Acuerdo Nacional por la Seguridad Pública da paso a la reforma más profunda e integral a las policías en toda su historia
Con el objetivo de implementar nuevas políticas para combatir la delincuencia y darle mayor tranquilidad a todos los chilenos, el Acuerdo Nacional por la Seguridad Pública incorporó a todos los actores del sector político, académico, jurídico y comunal.
Una mesa de trabajo que durante 90 días elaboró 150 propuestas que contemplan profundas reformas en cinco áreas: Modernización y Fortalecimiento de las policías; Fortalecimiento del Sistema de Inteligencia del Estado; Fiscalización y Control de Armas de Fuego; Rol de los Municipios en la Seguridad Pública; y Coordinación entre actores del Sistema de Persecución Penal.
Estas reformas, que se entregaron al Presidente Sebastián Piñera, fortalecerán la coordinación existente entre las distintas instituciones del Gobierno Central y aquellas que participan en la investigación y juzgamiento de los delitos.
Frente a lo anterior, el Intendente de la Región del Biobío, Jorge Ulloa Aguillón, agregó que la seguridad de todos los habitantes es prioridad para el gobierno del Presidente de la República, Sebastián Piñera, y recalcó que desde el primer día de su mandato, se ha trabajado firmemente en la implementación de diversas políticas para combatir la delincuencia y darle tranquilidad a los compatriotas.
En la búsqueda de dar solución a la principal inquietud de los ciudadanos, que es que la delincuencia y el narcotráfico retrocedan en Chile, se definieron las siguientes medidas:
Especialización de las funciones policiales. Se entregará al Ministerio del Interior y Seguridad Pública un diagnóstico que permita exigir un mayor control de la autoridad civil sobre Carabineros y la PDI; con nuevas exigencias para su gestión interna y un sistema de auditoría permanente.
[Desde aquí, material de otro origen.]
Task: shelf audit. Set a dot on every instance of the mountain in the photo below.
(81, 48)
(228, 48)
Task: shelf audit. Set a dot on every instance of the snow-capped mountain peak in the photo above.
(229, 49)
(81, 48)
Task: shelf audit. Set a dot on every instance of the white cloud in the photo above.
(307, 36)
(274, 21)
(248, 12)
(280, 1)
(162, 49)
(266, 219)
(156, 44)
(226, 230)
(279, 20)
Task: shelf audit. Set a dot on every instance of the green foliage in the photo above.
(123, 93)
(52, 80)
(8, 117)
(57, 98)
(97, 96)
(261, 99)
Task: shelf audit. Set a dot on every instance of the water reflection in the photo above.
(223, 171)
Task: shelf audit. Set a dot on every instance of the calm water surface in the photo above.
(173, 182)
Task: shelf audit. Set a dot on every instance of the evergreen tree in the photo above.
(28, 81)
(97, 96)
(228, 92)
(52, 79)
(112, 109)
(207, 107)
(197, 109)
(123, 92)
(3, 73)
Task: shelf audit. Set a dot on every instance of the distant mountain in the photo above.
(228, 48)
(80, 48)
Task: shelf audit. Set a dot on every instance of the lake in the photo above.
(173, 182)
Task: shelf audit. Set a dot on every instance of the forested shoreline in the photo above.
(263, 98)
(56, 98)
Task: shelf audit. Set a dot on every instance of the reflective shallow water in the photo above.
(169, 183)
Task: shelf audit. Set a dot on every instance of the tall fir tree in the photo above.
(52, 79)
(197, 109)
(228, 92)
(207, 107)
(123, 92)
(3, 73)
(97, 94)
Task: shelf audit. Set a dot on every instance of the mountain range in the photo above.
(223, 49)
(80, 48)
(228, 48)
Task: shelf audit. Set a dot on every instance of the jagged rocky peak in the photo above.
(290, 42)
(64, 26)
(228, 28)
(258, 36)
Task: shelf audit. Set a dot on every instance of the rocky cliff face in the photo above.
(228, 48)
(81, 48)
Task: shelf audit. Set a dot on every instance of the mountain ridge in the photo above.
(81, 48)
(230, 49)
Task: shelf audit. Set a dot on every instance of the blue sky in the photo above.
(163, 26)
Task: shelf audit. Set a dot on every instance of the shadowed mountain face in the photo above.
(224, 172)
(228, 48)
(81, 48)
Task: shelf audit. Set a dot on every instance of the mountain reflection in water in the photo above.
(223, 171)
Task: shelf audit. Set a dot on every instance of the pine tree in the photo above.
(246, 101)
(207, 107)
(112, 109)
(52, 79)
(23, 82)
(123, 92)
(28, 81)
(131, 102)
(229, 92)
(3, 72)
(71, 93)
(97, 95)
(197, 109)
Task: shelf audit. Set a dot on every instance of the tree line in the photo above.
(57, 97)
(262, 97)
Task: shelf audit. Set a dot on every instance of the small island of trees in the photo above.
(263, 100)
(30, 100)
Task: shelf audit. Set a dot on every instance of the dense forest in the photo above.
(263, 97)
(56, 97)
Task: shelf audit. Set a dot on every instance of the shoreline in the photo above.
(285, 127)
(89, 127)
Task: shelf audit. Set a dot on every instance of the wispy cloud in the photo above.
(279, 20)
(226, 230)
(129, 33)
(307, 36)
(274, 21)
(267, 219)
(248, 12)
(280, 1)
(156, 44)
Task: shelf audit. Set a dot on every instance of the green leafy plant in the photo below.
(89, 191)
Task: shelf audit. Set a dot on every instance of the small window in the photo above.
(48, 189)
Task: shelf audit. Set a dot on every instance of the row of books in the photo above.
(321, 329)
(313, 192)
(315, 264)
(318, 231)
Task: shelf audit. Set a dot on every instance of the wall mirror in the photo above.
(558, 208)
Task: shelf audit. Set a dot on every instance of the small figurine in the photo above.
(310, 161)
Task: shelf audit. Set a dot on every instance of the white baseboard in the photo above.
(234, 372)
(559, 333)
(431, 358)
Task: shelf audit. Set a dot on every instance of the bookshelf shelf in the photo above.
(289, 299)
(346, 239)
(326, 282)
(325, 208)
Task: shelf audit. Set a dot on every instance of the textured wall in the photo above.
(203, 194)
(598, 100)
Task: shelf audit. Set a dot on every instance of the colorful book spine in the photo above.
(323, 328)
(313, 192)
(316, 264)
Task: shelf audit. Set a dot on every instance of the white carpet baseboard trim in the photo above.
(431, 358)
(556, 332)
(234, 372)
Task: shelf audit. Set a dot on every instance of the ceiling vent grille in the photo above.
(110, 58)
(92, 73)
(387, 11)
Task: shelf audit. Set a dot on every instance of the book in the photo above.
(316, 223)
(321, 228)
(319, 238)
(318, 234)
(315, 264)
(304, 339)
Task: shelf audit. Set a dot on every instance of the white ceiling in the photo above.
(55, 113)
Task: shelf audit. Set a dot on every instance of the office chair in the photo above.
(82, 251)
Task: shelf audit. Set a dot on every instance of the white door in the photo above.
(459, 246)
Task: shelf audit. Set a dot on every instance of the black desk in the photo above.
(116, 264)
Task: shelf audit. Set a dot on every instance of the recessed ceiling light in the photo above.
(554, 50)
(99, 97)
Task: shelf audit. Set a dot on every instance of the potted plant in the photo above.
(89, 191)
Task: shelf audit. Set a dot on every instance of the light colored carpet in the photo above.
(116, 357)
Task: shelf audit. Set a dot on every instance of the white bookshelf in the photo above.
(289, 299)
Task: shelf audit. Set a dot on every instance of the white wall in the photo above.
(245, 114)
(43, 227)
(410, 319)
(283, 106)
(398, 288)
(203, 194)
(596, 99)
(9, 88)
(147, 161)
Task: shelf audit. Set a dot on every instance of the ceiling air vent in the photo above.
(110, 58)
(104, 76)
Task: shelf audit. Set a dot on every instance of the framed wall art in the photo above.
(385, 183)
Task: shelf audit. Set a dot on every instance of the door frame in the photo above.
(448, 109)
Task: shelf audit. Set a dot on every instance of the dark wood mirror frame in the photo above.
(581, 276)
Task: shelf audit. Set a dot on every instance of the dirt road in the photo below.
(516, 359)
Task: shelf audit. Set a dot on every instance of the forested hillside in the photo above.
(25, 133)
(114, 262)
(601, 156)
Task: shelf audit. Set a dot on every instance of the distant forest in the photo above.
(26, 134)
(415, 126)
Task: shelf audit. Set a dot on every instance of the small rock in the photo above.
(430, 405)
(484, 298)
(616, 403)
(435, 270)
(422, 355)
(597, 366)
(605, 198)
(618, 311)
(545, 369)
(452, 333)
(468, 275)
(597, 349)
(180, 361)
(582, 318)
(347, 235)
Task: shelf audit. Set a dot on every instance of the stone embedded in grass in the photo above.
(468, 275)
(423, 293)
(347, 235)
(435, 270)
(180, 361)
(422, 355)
De este modo, ambas policías deberán desarrollar un Plan Estratégico Institucional y un Plan de Gestión Operativa, el que se entregará al asumir el nuevo mando. Informes que deberán ser aprobados por el Ministerio del Interior y contar con indicadores de resultados.
Se concentrarán los esfuerzos en la profesionalización policial: para ser general será requisito cumplir 10 años en unidades operativas.
En materia de inteligencia, se pretende crear un Consejo Nacional de Inteligencia que dependerá directamente del Presidente de la República.
Se hará una profunda reestructuración del registro de armas en el país, donde hay un deficitario sistema de fiscalización.
Se reducirá el catálogo de delitos de competencia de la Justicia Militar conforme a la jurisprudencia de la Corte Suprema.
En el caso de los municipios se incorporará a la Ley Orgánica Constitucional de Municipalidades el rol preventivo en materia de seguridad y de coordinación local del alcalde, como presidente del Consejo Comunal de Seguridad Pública, ente que tendrá un fortalecimiento.